Poland Proposes Billion-euro EU Fund For Belarus
Poland on Thursday proposed an EU stabilisation fund for Belarus worth at least one billion euros ($1.2 billion), as a top opposition leader prepared to meet EU foreign ministers in Brussels.
Warsaw's call for financial support comes days after Russian President Vladimir Putin backed embattled Belarusian strongman Alexander Lukashenko and promised a $1.5 billion loan.
Polish Prime Minister Mateusz Morawiecki called it a "new Marshall Plan" -- a reference to the US programme that pumped vast financial aid into western Europe to rebuild after World War II.
"The fund should really be significant... so at least a billion euros at this stage," he said at a joint press conference with his Lithuanian counterpart in Vilnius.
The plan would be for funds to go to small and medium-sized enterprises in Belarus, while facilitating access to EU markets for Belarusian exporters and opening up the Belarusian economy.
Morawiecki said he would formally present the plan at the September 24-25 European Council, adding that several fellow EU eastern members have already endorsed it.
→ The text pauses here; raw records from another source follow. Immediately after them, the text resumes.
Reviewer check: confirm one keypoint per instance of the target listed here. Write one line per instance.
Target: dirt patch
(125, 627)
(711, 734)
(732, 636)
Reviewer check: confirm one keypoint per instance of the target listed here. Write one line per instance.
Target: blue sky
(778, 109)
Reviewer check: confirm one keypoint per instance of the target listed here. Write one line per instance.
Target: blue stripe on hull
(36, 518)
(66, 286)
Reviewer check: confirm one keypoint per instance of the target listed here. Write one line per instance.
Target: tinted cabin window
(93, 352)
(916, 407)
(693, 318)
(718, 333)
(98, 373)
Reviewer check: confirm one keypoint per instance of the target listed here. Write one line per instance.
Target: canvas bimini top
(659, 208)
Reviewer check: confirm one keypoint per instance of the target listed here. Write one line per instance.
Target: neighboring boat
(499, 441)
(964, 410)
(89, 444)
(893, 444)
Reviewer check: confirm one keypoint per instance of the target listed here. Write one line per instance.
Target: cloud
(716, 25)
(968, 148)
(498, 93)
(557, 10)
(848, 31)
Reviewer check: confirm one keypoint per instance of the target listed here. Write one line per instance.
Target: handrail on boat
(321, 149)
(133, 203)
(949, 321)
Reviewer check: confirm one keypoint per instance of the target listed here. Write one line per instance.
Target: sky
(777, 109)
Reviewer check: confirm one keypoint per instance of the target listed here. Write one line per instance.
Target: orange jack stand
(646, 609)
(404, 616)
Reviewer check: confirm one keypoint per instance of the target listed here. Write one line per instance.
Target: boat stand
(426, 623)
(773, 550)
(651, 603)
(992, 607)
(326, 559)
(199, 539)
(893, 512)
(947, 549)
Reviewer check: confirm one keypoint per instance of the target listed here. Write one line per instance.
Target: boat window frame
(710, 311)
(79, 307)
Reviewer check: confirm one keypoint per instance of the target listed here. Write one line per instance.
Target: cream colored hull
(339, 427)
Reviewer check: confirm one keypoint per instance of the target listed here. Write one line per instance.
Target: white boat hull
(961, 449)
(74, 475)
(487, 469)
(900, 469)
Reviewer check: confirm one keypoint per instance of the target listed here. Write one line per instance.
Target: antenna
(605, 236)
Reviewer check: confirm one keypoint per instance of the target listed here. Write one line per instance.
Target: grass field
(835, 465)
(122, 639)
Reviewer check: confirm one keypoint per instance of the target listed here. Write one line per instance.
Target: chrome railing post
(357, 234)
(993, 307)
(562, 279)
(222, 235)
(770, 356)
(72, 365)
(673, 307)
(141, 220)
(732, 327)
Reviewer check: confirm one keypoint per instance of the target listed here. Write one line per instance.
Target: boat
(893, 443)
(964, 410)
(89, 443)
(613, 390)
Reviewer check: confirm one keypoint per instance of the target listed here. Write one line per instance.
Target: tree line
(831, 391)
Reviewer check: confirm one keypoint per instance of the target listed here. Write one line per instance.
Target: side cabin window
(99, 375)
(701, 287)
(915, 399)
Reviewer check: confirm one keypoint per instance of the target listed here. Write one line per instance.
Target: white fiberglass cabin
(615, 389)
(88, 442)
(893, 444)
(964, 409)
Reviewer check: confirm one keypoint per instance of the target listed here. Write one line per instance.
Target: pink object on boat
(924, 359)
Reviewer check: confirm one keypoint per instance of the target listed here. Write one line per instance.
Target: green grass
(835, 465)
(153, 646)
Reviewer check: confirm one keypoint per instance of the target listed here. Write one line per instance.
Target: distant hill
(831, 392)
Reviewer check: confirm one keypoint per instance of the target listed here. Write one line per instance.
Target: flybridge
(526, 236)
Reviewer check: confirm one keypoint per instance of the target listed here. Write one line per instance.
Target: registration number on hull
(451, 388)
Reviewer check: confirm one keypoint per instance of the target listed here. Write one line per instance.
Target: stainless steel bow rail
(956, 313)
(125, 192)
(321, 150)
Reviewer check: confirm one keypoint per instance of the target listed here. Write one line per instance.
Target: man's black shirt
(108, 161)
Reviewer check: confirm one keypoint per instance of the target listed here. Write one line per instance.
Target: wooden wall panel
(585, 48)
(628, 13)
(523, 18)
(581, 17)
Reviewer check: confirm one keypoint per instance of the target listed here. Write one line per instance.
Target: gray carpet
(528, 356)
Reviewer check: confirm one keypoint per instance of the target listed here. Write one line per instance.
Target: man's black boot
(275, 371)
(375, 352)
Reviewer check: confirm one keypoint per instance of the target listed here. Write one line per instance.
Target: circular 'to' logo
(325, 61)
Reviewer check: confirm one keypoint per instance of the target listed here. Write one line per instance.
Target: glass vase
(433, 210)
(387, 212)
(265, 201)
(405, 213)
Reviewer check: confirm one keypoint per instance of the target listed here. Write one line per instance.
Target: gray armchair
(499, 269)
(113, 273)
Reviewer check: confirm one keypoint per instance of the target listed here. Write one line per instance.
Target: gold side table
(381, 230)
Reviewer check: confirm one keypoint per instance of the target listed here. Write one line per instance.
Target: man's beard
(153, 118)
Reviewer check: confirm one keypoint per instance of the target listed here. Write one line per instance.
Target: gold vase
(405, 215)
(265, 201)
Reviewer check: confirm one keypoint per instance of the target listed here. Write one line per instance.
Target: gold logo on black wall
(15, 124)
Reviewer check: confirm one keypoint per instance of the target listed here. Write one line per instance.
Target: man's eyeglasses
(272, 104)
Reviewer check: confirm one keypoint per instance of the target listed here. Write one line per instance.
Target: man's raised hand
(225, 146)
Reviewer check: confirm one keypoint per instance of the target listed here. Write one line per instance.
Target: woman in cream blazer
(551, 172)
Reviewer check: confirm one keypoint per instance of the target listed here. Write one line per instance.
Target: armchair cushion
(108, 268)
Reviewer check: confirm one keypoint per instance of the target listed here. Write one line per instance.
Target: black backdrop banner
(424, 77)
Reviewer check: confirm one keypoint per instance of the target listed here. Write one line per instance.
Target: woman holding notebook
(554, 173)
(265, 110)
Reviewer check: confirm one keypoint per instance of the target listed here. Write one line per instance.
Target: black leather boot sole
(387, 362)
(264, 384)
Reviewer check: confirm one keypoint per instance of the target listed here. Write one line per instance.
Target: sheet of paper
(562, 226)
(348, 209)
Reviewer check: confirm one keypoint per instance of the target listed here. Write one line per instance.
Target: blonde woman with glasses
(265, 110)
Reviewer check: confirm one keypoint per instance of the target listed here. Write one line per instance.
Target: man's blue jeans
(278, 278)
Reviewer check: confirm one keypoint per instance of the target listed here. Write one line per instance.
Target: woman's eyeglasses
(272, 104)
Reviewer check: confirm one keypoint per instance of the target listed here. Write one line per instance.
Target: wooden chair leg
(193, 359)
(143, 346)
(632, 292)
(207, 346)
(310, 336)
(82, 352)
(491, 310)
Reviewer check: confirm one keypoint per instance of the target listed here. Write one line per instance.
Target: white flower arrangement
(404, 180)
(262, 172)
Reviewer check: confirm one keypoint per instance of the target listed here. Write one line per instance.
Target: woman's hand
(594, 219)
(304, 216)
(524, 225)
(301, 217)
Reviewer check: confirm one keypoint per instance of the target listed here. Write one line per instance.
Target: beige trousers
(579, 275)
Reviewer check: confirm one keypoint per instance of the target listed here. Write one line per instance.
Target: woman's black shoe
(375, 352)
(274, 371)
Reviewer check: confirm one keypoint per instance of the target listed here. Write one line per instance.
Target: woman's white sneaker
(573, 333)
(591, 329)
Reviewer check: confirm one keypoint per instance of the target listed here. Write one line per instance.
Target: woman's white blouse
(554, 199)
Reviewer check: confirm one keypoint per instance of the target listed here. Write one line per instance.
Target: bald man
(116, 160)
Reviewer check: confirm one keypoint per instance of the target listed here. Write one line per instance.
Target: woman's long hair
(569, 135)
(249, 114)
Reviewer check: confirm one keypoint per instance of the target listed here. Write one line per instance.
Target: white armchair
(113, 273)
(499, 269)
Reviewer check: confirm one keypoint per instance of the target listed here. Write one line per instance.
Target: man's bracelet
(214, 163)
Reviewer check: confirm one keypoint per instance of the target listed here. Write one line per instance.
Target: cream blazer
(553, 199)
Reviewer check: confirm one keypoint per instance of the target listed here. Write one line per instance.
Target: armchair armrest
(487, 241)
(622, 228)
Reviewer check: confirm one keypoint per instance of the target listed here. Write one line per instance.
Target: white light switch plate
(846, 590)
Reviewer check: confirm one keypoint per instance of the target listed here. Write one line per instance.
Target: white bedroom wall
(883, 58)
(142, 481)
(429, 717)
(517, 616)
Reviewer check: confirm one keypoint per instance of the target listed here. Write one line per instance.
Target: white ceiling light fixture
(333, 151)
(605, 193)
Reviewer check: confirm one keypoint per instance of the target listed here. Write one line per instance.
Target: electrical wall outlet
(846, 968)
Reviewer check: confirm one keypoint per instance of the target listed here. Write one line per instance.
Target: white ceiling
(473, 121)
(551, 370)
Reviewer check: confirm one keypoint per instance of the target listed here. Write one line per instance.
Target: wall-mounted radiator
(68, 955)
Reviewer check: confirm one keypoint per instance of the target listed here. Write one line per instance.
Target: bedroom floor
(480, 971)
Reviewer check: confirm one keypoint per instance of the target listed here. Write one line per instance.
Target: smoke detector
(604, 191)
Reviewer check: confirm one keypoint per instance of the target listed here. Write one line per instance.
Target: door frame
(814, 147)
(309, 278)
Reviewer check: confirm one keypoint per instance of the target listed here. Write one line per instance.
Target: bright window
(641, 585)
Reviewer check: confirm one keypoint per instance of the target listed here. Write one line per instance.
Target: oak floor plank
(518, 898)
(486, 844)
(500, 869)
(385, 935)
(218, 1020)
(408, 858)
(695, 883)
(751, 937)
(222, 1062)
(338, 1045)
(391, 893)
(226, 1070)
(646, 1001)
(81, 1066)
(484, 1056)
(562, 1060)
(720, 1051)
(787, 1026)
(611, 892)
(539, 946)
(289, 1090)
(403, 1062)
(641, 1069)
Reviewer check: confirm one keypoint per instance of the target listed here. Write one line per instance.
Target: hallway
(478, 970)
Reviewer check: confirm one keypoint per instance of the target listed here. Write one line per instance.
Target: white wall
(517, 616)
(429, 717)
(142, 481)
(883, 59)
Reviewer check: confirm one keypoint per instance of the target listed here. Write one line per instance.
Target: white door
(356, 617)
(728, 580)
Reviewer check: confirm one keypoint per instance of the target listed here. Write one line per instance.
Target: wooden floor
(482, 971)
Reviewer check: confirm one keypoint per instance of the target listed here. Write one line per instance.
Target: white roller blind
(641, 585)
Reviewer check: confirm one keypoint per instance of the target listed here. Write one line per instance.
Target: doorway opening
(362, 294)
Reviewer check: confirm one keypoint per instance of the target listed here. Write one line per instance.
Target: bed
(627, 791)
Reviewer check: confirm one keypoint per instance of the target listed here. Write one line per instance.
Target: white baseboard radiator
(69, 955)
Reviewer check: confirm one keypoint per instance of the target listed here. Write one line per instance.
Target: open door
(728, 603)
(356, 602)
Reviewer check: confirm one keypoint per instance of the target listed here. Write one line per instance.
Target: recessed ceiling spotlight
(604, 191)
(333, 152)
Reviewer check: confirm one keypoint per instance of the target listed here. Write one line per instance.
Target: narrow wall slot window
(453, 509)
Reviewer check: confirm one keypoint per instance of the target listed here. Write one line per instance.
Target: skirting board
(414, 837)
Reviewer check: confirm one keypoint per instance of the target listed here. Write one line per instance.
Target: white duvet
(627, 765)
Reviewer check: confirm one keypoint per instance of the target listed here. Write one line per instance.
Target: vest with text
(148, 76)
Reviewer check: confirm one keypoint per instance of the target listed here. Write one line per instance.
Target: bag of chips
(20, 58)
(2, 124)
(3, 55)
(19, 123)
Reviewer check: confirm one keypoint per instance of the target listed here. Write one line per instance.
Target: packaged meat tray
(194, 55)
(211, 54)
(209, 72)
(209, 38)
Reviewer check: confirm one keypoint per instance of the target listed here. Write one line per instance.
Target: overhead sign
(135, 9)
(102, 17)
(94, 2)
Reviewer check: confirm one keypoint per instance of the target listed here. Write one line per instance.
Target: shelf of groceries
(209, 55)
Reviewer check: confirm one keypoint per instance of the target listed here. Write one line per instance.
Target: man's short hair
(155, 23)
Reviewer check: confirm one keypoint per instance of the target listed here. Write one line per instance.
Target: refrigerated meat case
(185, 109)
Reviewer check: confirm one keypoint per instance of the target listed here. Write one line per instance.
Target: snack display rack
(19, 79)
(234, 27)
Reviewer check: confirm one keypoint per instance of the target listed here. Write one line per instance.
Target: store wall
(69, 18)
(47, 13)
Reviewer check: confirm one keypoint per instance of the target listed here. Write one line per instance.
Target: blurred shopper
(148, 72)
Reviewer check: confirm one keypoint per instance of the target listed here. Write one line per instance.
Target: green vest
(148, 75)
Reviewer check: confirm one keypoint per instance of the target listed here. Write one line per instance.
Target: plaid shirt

The proposal comes after weeks of unprecedented protests against Lukashenko's 26-year rule that have been met with a violent crackdown.
Journalists have also been targeted and on Thursday a number of independent Belarusian media ran with blank spaces instead of images on Thursday to protest the jailing of two photographers for 11 days for covering protests.
"We are demanding that pressure on journalists be halted," said tut.by, a top independent Belarusian outlet. "We will fight for our rights."
The protests followed a presidential election on August 9 in which Lukashenko and his rival Svetlana Tikhanovskaya both claimed victory.
Tikhanovskaya, who has since fled to Lithuania, will travel to Brussels to meet EU foreign ministers on Monday, EU foreign policy chief Josep Borrell's spokesman said.
She warned last week that Belarus was on the "threshold of an economic abyss" as private Belarusian companies, notably in its vibrant tech sector, have begun to seek out opportunities in neighbouring EU states.
On Thursday, she said the opposition was drawing up a blacklist with the names of Belarusian officials and police officers responsible for repression who could face prosecution.
"I urge the security forces to stop the violence and join the Belarusian people. If you do not, you will not escape a fair trial and punishment," Tikhanovskaya said in a statement.
The European Union is preparing sanctions later this month against those it holds responsible for rigging the vote and putting down protests.
The Baltic states of Estonia, Latvia and Lithuania have already blacklisted Lukashenko and 29 other high-ranking officials from the election commission, ministries and police.
Still refusing any dialogue with the opposition, Lukashenko on Thursday accused Warsaw and Vilnius of being ready to provoke war.
"That is why we are forced to take the army off the streets, put half the army under arms and close the state border to the west -- primarily with Lithuania and Poland," he was quoted as saying by the official Belta news agency.
Lukashenko has looked to Russia for support in the current crisis and vowed to strengthen ties with Moscow at an in-person meeting with Putin in the Black Sea resort of Sochi.
Putin has been keen to unify Russia and Belarus, and Moscow has accompanied its offers of aid with calls for tighter integration.
Russian foreign ministry spokeswoman Maria Zakharova on Thursday said Lukashenko had also promised a consitutional reform aimed at "liberalising the political system".
"We know that practical work in this direction is already being done," Zakharova said, adding that the Russia expected the situation in Belarus to normalise "as soon as possible".